C’est un fait divers, quelques colonnes dans une rubrique « Société », placées plus ou moins bien en vue, selon la richesse de l’actualité. Cela se produit à quelques encablures de Paris, un de ces lieux qui paraissent si loin à ceux qui vivent dans les centres-villes. A sa lecture, on éprouve, « horresco referens », quelque chose qui tient de la stupeur et du tremblement, à la manière des citoyens grecs assistant au spectacle du destin d’Œdipe, ou compatissant au sort du déplorable Oreste. A Clichy-sous-Bois, dans le 93, c’est-à-dire déjà ailleurs, il y a eu une bagarre devant un lycée, des couteaux qui sont sortis, des blessés plus ou moins gravement atteints, et puis un mort. Rivalités de bandes, défis entre cités, lutte des Bosquets contre le Chêne Pointu, ceux de Clichy contre ceux de Montfermeil, comme ailleurs, les Montague contre les Capulet.
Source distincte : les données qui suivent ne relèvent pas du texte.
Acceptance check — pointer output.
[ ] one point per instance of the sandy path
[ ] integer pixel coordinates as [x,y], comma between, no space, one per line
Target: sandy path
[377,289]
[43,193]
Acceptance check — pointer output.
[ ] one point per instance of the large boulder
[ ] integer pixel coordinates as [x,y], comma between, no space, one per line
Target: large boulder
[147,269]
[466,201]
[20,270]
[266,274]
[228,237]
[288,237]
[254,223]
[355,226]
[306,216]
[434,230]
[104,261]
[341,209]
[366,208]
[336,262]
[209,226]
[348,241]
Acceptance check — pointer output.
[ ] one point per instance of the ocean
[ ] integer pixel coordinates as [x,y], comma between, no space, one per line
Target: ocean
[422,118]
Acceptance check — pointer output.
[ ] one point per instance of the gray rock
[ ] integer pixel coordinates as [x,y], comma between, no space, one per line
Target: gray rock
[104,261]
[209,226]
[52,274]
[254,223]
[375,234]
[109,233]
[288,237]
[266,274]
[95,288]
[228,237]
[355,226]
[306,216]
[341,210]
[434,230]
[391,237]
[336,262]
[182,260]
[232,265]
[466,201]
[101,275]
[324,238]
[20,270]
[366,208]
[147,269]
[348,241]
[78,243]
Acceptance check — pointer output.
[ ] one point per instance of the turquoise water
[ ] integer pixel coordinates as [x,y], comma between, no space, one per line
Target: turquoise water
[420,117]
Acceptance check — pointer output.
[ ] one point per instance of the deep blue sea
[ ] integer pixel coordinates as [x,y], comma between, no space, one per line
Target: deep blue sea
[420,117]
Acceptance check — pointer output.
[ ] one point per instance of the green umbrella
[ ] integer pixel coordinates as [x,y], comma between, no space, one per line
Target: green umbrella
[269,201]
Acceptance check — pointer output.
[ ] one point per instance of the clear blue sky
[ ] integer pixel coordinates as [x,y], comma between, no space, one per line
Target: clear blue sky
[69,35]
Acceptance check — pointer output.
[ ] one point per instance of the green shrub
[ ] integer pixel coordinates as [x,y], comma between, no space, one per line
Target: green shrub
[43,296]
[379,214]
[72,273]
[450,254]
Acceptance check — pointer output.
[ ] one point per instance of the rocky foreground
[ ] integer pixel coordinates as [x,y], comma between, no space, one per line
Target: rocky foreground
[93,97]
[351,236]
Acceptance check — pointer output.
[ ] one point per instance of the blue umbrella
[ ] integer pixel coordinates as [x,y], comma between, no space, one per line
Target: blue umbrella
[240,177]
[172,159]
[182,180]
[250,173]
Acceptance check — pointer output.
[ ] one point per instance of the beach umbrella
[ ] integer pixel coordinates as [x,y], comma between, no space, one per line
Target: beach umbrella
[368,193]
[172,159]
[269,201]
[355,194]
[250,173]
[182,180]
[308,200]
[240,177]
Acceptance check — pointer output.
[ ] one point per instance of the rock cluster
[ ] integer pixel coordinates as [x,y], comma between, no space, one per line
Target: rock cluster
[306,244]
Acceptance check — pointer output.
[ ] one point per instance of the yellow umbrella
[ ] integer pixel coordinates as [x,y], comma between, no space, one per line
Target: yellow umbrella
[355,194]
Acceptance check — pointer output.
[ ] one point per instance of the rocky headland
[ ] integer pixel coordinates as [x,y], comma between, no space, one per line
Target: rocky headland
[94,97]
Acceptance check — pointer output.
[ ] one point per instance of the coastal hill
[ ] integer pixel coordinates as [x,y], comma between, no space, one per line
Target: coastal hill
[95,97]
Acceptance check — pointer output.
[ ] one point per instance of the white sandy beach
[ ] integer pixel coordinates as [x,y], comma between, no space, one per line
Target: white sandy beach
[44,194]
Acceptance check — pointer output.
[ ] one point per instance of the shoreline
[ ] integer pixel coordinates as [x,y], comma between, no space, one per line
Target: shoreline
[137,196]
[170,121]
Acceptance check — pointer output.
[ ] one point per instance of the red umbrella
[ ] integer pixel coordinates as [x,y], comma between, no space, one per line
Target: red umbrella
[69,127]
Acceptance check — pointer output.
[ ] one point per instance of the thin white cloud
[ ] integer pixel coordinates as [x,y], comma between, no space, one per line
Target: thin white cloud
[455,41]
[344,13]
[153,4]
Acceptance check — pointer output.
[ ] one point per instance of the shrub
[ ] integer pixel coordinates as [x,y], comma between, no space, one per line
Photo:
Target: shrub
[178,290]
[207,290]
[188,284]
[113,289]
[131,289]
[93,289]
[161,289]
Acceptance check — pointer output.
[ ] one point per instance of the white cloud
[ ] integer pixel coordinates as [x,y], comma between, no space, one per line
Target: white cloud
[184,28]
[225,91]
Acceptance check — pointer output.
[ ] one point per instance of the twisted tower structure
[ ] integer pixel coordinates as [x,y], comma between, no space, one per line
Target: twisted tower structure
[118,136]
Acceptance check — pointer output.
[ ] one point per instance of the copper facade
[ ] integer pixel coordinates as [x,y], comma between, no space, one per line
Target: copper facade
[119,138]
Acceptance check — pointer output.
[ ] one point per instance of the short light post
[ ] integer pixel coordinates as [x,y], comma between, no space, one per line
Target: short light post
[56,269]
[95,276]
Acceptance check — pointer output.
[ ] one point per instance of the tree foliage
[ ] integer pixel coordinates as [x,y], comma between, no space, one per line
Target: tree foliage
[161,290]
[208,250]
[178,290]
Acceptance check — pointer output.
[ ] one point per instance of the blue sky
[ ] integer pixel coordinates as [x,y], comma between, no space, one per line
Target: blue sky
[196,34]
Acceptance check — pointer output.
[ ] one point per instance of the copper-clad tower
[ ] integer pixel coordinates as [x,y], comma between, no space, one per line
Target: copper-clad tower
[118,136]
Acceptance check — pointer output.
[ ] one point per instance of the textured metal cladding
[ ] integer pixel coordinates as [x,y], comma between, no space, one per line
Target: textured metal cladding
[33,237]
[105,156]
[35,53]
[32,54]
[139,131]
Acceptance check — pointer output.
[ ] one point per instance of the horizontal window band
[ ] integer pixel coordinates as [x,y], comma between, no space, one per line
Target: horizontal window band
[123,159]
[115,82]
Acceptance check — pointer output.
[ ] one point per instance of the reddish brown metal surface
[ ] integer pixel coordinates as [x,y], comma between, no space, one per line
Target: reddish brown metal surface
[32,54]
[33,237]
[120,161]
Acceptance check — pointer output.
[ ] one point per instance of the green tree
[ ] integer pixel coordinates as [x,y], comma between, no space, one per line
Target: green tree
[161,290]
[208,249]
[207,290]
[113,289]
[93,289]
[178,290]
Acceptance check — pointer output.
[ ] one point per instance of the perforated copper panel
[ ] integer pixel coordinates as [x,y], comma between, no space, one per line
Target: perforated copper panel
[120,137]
Pareil drame attire les mêmes commentaires divergents, les uns qui y voient la confirmation de la dangerosité de ces lieux mais aussi de ceux qui les habitent, ce couple infernal jeune et banlieue, toujours synonyme d’insécurité, les autres n’y trouvant que la preuve de l’écrasante fatalité sociale qui condamne des adolescents à la délinquance.
Deux choses, cependant doivent être dites dans ce qu’il faut bien appeler une tragédie : ce n’est pas du théâtre, mais les acteurs en sont connus. Comment imaginer que des élèves que vous avez côtoyés, admonestés, punis, collés aient pu franchir, au nom d’une logique, d’un code qui vous échappent, l’immense distance qui sépare l’adolescent difficile du criminel ?
Ceux que vous avez fréquentés, affrontés, mais aussi avec lesquels vous avez plaisanté, discuté souvent même dans le contexte protégé et protecteur d’un établissement scolaire, se sont peu à peu détachés des obligations d’un règlement intérieur pour rejoindre les rigueurs de la loi, celle de la cité avant celle de la République. Et les deuils, les douleurs, le gâchis n’ont rien de symbolique.
Et puis, au théâtre, le désordre est toujours le prélude à un retour à l’ordre, un retour à la normale une fois la crise surmontée : du désastre renaît l’espoir. Ici, le désordre risque toujours d’entraîner le désordre, la chaîne sans fin des vengeances et des rivalités, une guerre des boutons sans joie, sans enfance, dans laquelle nul, sinon « eux », ne se reconnaît.